First, we must understand the “physics” of the aquarium.

We infer the most plausible state of the world (\(w\)) conditioned on the observable data (\(X, T, O\)).

\[P(w | X, T, O)\]

We are asking: Given the data we see, what must the causal graph look like?

Step 2: Prediction (Forwards)

Once the “world” is defined by our posterior distribution, we move forwards.

We simulate Counterfactual Worlds.

\[P(Y^* | w, do(T))\]

We are asking: In a world defined by these physics, what happens if we intervene?

Identification & Structure

The Problem of Endogeneity

In the real world, the propensity to take a treatment is often predicted by the same factors that determine the outcome.

  • The Bias: The model attributes outcome variation from unobserved factors (\(U\)) to the treatment (\(T\)).
  • The Result: We confuse the “currents” of the water with the “movement” of the fish.

Priors as Structure

How do we solve this without a Randomized Controlled Trial?

We use Information to constrain the Structure.

By placing tight priors on the correlation parameters (e.g., \(\rho\)), we “regularize” the latent correlation. We effectively limit how much endogeneity is allowed to distort the inference.

We use our prior knowledge of the tank to constrain our estimates of the fish.

Variable Selection in Joint Models

Beyond Prediction

In standard regression, variable selection (Lasso, Ridge) is a Predictive tool. * Goal: Prune the noise to prevent overfitting.

In Joint Structural Models, variable selection becomes a Structural tool. * Goal: Discover the architecture of the causal graph.

Causal Discovery via Shrinkage

When we apply “sparsity priors” (like Horseshoe or Spike-and-Slab) to a system of equations, the model can discriminate between:

  1. Instruments: Variables that drive Treatment (\(T\)) but not Outcome (\(Y\)).
  2. Confounders: Variables that drive both.

The model effectively “learns” exclusion restrictions. It separates the levers that move the treatment from the confounders that muddy the waters.

Non-Parametric Approaches

When Parameters Fail

Sometimes, the shape of the “tank” is too complex for linear equations.

If we force a linear line on a non-linear world, our structural parameter (\(\alpha\)) collapses.

The Solution: Bayesian Additive Regression Trees (BART).

Flexible Imputation

With BART, we replace rigid parameters with flexible function approximation.

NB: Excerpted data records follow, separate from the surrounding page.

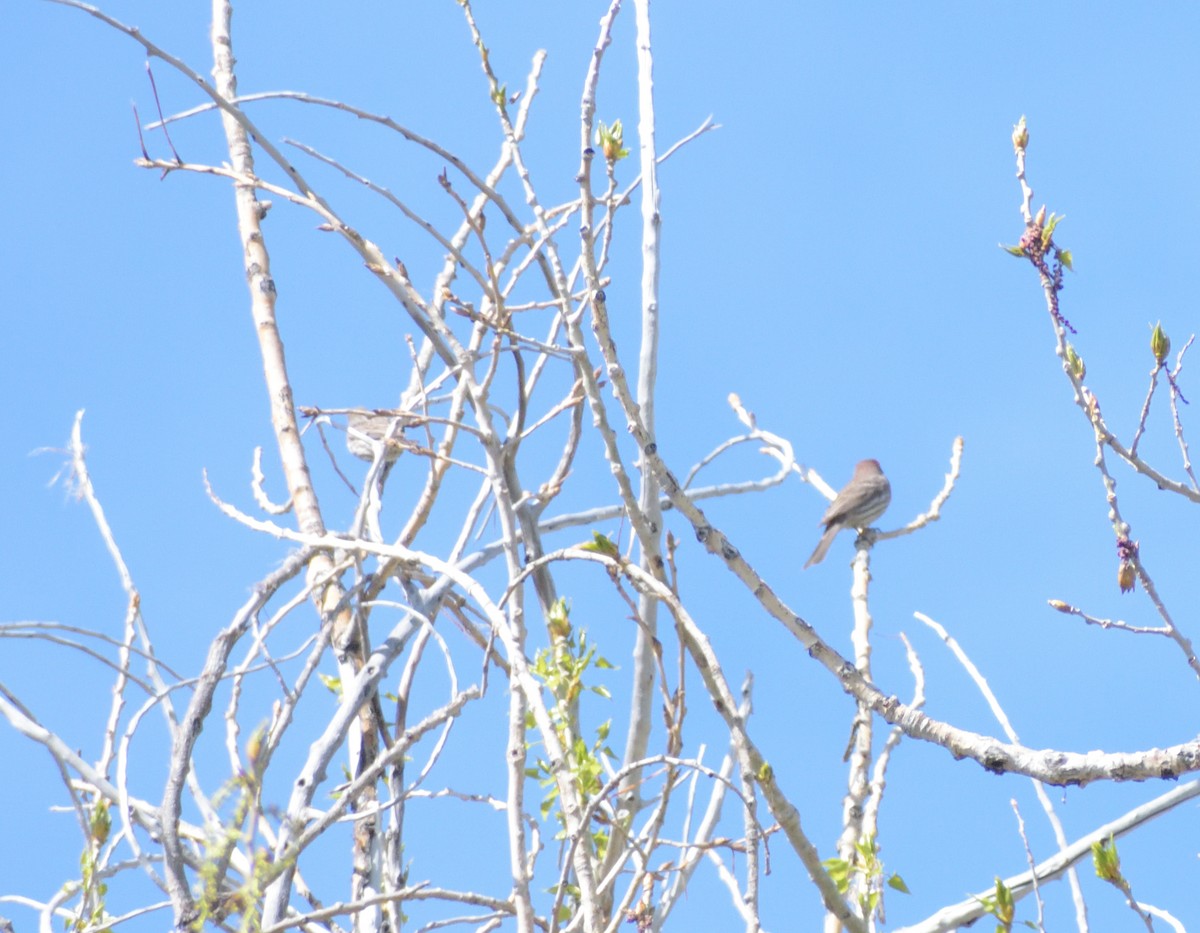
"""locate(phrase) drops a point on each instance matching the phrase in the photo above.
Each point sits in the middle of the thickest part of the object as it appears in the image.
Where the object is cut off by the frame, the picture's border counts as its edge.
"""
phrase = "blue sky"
(829, 254)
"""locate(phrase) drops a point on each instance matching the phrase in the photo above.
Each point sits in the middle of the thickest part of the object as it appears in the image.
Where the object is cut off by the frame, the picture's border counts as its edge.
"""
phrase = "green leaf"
(601, 545)
(839, 873)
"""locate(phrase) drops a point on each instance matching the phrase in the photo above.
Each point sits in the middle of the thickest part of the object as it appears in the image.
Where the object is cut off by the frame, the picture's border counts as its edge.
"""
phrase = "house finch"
(864, 499)
(363, 432)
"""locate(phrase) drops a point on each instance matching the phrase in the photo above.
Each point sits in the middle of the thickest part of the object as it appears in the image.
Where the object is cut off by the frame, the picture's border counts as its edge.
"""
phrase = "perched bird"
(364, 432)
(863, 499)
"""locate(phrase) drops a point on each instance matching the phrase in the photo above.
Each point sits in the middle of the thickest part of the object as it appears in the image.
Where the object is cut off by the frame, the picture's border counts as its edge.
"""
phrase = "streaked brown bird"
(364, 432)
(863, 499)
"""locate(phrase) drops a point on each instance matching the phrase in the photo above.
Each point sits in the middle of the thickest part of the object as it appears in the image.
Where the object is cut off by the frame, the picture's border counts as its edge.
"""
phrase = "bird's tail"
(823, 546)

  1. Fit a flexible model for \(E[Y | X, T]\).
  2. Impute \(Y(1)\): Set everyone to treated, predict outcomes.
  3. Impute \(Y(0)\): Set everyone to control, predict outcomes.

Even if the “coefficient” is uninterpretable, if the model learns the shape of the tank, the imputed difference recovers the causal effect.

Conclusion

Epistemic Modesty

“Every causal model, like every fish tank, is a ‘small world’ whose regularities we can nurture but never universalize.”

Bayesian structural causal inference unites epistemic modesty with computational rigor.

Each model is not a final map of the world. It is a provisional machine for generating causal understanding.

Final Thought

Our task is not to master the ocean.

Our task is to build clear tanks, understand their physics, and know when to change the water.